In a 61-page petition for review, Petron, represented by lawyer Gener Asuncion, also asked the SC to issue a temporary restraining order against Judge Pampilo’s order while the petition is being heard.
On April 27, 2009, Pampilo granted the motion filed by the Social Justice Society (SJS) to open and examine the books of accounts of the so called Big 3 oil firms on allegations of cartelization and predatory pricing, which are violations of the anti-trust safeguards of the Oil Deregulation Law of 1998.
Petron argued that Pampilo committed grave abuse of discretion when he denied its motion to dismiss the SJS petition after the Department of Justice-Department of Energy Joint Task Force – to which the complaint was first filed, as mandated by the law – had already ruled on April 17, 2008 that the Big 3 were not guilty of violating the anti-trust safeguards.
“Unless restrained by the issuance of a temporary restraining order and/or preliminary injunction, respondent Judge Pampilo will continue the otherwise void proceedings and require Petron, Shell and Chevron to open their books and allow inspection and audit by the COA (Commission on Audit), BIR (Bureau of Internal Revenue), and BOC (Bureau of Customs) despite the glaring nullity and illegality of said orders rendering thereby this petition useless and judgment on the merits by the Honorable Supreme Court ineffectual,” Petron argued in the petition.
Early last month, the High Court issued a temporary restraining order against Pampilo’s directive on a petition filed by the Office of the Solicitor General (OSG), which argued that it would be beyond the mandate of the COA, BIR and BOC to examine the financial records of the oil firms.
The TRO stopped Pampilo from citing the heads of the three agencies in contempt for not complying with the directive.
Petron maintained that under Section 13 of the Oil Deregulation Law, the duty to investigate oil companies for possible violation of anti-trust safeguards belongs exclusively to the DOJ-DOE Joint Task Force.
Section 13 also states that if the quasi-judicial body rules that there has been a violation of the law, the complainant can file a case in the regional trial court, which has jurisdiction over either the complainant or the defendant.

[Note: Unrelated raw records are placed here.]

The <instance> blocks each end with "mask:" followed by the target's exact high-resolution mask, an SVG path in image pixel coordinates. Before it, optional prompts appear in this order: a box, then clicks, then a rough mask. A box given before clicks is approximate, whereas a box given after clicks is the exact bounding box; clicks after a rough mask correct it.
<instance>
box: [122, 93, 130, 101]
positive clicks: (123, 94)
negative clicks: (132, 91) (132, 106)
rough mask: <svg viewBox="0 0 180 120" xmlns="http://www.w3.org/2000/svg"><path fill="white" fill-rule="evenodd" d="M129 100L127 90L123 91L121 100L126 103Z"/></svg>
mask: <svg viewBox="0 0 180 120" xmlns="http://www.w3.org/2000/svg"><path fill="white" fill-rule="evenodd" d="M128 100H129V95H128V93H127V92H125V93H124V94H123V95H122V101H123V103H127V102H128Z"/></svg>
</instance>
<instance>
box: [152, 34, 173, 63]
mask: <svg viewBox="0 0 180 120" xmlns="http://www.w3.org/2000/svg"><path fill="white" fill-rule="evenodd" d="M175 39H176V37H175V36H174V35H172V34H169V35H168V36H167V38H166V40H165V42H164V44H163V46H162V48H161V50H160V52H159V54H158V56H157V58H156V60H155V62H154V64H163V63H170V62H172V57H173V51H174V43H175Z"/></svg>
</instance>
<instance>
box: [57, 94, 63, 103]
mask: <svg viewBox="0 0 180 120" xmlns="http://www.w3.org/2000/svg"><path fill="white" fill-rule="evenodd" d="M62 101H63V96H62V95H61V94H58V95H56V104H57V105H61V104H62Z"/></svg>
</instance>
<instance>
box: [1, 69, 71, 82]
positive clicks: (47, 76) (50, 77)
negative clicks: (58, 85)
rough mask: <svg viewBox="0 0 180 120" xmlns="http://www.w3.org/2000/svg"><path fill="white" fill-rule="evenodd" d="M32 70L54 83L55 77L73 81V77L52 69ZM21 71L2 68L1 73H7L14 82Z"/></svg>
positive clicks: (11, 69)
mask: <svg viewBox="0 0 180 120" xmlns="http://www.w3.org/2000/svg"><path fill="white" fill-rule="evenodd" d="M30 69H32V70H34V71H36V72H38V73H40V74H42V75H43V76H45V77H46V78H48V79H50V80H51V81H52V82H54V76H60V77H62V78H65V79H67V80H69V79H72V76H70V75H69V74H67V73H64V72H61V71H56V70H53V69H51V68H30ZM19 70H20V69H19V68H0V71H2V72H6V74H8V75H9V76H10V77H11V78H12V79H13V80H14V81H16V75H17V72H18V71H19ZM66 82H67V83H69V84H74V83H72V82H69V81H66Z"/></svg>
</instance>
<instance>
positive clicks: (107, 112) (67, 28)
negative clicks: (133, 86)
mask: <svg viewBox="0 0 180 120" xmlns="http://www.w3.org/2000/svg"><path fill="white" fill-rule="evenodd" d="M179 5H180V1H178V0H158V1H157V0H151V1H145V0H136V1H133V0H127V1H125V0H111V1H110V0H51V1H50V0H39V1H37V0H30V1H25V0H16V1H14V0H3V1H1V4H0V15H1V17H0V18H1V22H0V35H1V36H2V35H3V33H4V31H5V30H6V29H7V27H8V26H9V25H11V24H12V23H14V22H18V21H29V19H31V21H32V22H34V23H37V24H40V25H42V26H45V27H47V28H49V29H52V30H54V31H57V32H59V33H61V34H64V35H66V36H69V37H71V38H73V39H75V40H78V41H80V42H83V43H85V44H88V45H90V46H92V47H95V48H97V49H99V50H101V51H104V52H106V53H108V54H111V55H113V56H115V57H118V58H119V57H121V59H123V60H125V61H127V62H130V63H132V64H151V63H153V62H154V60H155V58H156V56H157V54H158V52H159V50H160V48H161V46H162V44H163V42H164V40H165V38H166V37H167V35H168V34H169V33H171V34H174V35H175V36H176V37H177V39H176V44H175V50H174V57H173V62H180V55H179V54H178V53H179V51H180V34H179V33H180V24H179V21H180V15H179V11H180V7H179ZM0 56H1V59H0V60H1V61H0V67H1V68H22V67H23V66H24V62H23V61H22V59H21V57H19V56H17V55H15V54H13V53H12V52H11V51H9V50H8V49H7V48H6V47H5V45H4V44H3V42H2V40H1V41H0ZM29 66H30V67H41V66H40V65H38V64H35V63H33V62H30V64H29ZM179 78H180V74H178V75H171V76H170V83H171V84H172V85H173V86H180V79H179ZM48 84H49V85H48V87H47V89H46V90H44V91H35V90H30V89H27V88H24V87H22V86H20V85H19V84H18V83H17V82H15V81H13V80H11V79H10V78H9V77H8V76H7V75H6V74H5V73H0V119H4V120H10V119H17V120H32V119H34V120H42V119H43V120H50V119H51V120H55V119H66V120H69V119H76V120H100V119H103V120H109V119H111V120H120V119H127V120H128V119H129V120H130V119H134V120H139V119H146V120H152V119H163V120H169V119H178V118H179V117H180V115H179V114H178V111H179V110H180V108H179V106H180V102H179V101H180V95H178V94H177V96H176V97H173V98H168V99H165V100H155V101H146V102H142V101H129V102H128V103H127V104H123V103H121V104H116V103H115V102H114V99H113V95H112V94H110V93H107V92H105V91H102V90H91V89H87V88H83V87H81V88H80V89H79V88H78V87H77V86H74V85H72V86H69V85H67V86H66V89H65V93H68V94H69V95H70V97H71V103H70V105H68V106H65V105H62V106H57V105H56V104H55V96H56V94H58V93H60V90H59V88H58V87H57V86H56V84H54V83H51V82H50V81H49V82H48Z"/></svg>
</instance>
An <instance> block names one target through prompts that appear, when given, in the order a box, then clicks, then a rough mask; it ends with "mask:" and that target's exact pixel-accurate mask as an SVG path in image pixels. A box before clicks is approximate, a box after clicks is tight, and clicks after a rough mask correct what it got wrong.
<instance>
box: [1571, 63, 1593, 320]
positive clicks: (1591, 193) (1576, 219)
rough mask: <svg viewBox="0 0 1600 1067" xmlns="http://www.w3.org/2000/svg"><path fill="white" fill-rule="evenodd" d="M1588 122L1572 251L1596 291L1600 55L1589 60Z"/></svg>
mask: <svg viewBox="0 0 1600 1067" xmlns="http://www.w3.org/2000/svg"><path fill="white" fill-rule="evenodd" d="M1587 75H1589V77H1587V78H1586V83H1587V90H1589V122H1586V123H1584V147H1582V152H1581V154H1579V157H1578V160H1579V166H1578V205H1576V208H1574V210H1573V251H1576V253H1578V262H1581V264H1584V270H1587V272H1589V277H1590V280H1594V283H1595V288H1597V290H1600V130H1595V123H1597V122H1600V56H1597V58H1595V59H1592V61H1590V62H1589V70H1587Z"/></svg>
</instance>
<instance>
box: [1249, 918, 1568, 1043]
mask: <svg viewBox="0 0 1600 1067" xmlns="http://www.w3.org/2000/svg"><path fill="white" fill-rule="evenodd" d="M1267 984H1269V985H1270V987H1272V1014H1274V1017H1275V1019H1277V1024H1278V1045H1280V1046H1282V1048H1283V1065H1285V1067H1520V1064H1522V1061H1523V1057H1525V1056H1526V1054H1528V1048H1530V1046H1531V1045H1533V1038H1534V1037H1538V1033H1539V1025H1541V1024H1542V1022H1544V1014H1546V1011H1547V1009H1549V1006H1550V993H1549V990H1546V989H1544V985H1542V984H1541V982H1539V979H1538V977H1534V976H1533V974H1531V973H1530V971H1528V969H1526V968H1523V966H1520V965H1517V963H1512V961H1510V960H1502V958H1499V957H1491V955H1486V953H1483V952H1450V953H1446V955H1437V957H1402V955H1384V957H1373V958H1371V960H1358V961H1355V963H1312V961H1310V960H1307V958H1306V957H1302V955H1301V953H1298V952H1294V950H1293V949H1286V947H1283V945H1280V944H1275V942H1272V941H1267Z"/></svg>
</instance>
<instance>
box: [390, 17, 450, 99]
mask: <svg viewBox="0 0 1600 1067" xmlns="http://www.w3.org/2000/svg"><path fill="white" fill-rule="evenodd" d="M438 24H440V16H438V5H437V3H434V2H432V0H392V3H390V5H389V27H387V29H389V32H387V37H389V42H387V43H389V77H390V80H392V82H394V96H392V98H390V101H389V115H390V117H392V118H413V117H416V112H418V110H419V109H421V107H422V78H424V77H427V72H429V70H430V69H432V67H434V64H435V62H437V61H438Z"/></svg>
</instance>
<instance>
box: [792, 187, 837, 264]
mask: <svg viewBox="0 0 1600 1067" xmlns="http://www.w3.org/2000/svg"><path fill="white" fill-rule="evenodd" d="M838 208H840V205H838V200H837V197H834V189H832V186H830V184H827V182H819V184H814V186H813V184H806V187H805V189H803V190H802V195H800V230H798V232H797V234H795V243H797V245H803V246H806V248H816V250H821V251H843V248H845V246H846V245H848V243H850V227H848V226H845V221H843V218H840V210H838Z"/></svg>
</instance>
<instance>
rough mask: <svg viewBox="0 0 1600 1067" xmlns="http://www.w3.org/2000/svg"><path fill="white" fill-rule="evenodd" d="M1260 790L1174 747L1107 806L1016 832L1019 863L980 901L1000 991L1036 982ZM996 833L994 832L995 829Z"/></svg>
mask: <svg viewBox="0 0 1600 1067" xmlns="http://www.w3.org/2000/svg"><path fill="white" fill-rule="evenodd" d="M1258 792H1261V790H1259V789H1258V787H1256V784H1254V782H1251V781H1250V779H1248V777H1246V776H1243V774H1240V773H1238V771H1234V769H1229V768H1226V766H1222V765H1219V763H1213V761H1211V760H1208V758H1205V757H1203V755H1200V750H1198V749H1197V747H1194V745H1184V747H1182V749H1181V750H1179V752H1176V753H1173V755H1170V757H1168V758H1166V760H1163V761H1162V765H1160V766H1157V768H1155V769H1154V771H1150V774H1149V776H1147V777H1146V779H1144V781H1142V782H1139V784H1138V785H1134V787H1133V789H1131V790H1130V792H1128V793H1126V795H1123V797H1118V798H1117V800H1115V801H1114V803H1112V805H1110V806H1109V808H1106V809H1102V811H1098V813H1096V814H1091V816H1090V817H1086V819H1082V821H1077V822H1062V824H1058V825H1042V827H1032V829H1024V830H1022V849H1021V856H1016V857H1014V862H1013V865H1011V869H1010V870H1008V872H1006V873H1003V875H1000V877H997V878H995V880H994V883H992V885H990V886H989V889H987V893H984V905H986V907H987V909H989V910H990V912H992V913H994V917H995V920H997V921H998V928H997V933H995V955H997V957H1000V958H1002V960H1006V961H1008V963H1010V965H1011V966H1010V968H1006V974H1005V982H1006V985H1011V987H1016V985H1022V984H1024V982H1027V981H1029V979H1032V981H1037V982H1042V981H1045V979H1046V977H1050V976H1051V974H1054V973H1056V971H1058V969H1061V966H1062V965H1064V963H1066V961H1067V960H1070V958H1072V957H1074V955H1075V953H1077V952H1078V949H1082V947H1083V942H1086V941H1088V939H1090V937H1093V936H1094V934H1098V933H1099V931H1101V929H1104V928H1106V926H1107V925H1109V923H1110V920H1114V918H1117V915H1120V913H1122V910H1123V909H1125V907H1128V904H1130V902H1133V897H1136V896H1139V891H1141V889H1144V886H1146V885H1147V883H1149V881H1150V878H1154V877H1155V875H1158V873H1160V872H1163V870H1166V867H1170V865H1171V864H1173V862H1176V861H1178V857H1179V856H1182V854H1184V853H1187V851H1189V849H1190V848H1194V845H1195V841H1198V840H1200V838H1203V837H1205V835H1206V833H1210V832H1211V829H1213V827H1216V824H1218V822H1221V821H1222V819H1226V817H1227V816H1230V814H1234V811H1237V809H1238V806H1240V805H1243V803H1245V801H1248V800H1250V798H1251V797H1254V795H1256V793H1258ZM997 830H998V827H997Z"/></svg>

“The report of the DOJ-DOE Joint Task Force is an administrative adjudication, which is respected and given effect by courts. But, in arbitrary, despotic and whimsical manner, respondent Judge Pampilo took a sharp volte face when he disregarded the findings,” the firm said.
Petron said Pampilo should have just dismissed the SJS petition.
“Having recognized the DOJ-DOE Joint Task Force’s primary responsibility, was it not then proper to dismiss the SJS petition for lack of cause of action after the DOJ-DOE Joint Task Force investigated and found that there was no monopoly, combination in restraint of trade or cartelization committed by Petron, Shell and Chevron?” the petitioner asked. Chevron Philippines, through its lawyer Ariel Abonal, has filed a similar petition before the SC.